# Driving Tests



## BunskiBoo (Jul 10, 2009)

Hello All,

Quickie questions:

1.
I suppose it's the same as in the UK but if you take a test in BC using an automatic car, does it mean that you can't then drive a stick shift?

2.
Does my better half have to re-take his motorcycle test over there too?

Ta awfully.


----------



## Oggy (Jan 25, 2009)

1. 
It's not the same as in the UK. You will be able to drive both a standard (manual) and an automatic vehicle once passing your test. 

2.
Sorry to break the news to your hubby, but yes, he will have to take the motorcycle driving test.


----------



## BunskiBoo (Jul 10, 2009)

Oggy said:


> 1.
> It's not the same as in the UK. You will be able to drive both a standard (manual) and an automatic vehicle once passing your test.
> 
> 2.
> Sorry to break the news to your hubby, but yes, he will have to take the motorcycle driving test.


Thanks for that Oggy!! I understand your answer but I'm not sure I explained myself fully. In the UK, if you take a driving test in an automatic car, you can only drive an automatic car. If you take the test in a manual car, you can drive both manual and automatic. Does this rule apply over in BC?

Hubby (to be) looked none too pleased about having to take his motorcycle test again but there we are, that's the way it goes....

Thanks though, for answering....hope to hear soon.


----------



## Oggy (Jan 25, 2009)

No problem, BunskiBoo! I understand what you were saying - my hubby is from Scotland, so I'm familiar with some of rules in the UK. 

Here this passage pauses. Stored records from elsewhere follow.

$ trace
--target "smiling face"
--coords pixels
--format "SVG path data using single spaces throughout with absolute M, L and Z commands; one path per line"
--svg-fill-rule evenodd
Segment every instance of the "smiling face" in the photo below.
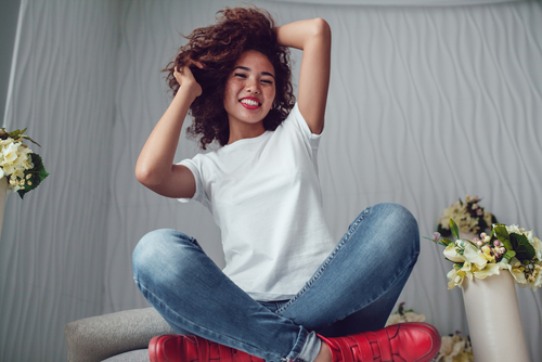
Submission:
M 261 121 L 273 106 L 274 96 L 274 68 L 269 59 L 255 50 L 244 52 L 225 83 L 223 102 L 230 141 L 237 131 L 241 138 L 263 133 Z

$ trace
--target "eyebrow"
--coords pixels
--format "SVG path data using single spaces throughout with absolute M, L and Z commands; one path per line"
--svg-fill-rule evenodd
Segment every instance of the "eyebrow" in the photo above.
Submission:
M 250 68 L 248 68 L 248 67 L 246 67 L 246 66 L 241 66 L 241 65 L 236 66 L 236 67 L 235 67 L 235 68 L 233 68 L 233 69 L 234 69 L 234 70 L 235 70 L 235 69 L 243 69 L 243 70 L 246 70 L 246 72 L 250 72 Z M 271 76 L 271 77 L 273 77 L 273 79 L 274 79 L 274 76 L 273 76 L 271 73 L 269 73 L 269 72 L 261 72 L 261 75 L 263 75 L 263 76 Z

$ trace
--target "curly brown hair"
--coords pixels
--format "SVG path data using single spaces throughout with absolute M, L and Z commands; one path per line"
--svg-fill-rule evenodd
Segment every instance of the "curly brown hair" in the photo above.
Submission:
M 238 57 L 248 50 L 264 54 L 274 67 L 276 95 L 273 107 L 263 118 L 266 130 L 275 130 L 294 107 L 295 95 L 289 68 L 289 50 L 281 47 L 274 31 L 271 15 L 257 8 L 225 8 L 217 13 L 215 25 L 197 28 L 186 39 L 189 42 L 179 49 L 175 61 L 164 72 L 173 95 L 179 83 L 173 76 L 175 68 L 189 62 L 203 63 L 204 68 L 191 66 L 196 81 L 202 86 L 202 95 L 190 106 L 194 118 L 189 127 L 190 137 L 198 138 L 203 150 L 215 140 L 223 146 L 230 138 L 228 114 L 222 102 L 228 78 Z

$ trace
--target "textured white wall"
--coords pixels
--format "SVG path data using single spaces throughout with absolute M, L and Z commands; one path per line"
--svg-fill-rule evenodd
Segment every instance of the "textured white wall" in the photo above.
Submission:
M 191 234 L 223 266 L 208 212 L 145 190 L 133 166 L 170 101 L 159 70 L 183 43 L 179 33 L 208 25 L 235 2 L 23 4 L 8 126 L 29 127 L 51 176 L 27 199 L 8 201 L 0 244 L 0 312 L 8 318 L 0 325 L 0 360 L 63 360 L 66 322 L 147 306 L 131 276 L 131 251 L 147 231 Z M 500 221 L 542 234 L 540 1 L 257 4 L 279 24 L 322 16 L 332 26 L 320 170 L 337 240 L 361 209 L 379 202 L 405 205 L 422 235 L 430 235 L 442 209 L 466 193 L 483 197 Z M 300 53 L 293 59 L 297 74 Z M 182 139 L 177 158 L 196 152 L 194 142 Z M 442 334 L 466 333 L 461 290 L 447 290 L 450 269 L 441 250 L 422 241 L 400 300 Z M 541 292 L 521 289 L 518 296 L 538 361 Z
M 10 195 L 0 242 L 0 361 L 66 360 L 64 325 L 101 313 L 118 1 L 22 1 L 5 127 L 51 176 Z

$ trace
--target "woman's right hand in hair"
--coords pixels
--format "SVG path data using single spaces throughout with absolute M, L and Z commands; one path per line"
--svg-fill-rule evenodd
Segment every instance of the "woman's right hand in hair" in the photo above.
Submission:
M 180 87 L 190 87 L 195 93 L 195 96 L 202 95 L 202 86 L 196 81 L 192 70 L 190 70 L 190 66 L 195 65 L 199 69 L 204 68 L 204 65 L 201 62 L 190 61 L 185 66 L 178 68 L 176 67 L 173 70 L 173 77 L 179 83 Z

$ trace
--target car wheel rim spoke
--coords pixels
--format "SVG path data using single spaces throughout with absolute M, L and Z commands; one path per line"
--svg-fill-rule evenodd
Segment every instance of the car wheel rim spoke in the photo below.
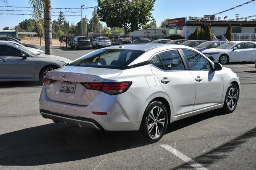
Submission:
M 236 105 L 237 101 L 237 90 L 232 87 L 230 88 L 227 97 L 228 107 L 231 110 L 233 110 Z
M 158 106 L 153 107 L 147 119 L 147 129 L 150 135 L 155 138 L 160 136 L 162 133 L 165 121 L 163 109 Z

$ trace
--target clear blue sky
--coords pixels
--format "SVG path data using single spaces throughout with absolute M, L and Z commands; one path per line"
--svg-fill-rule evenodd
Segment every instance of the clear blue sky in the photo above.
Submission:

The province doesn't differentiate between automatic and standard, so if you were to take your test in an automatic and pass, you will also be able to operate a vehicle with standard transmission. I've always driven a standard (manual) but took my test in an automatic just in case the nerves got to me & I popped the clutch or stalled it!! *blush* 

I had a feeling that the news wouldn't go over well with your other half. When he does the testing, there will be basic manoeuvres done in the parking lot & then for the actual road test, he'll be given a headset so he can hear the examiner's directions while they follow behind him in a vehicle. 

Don't sweat the testing too much because those of us who have worked with insurance know full well that if you've driven in the UK... you could probably teach us a thing or three about driving properly!!  Our impression - the British driver's licence is one of the toughest to get!


----------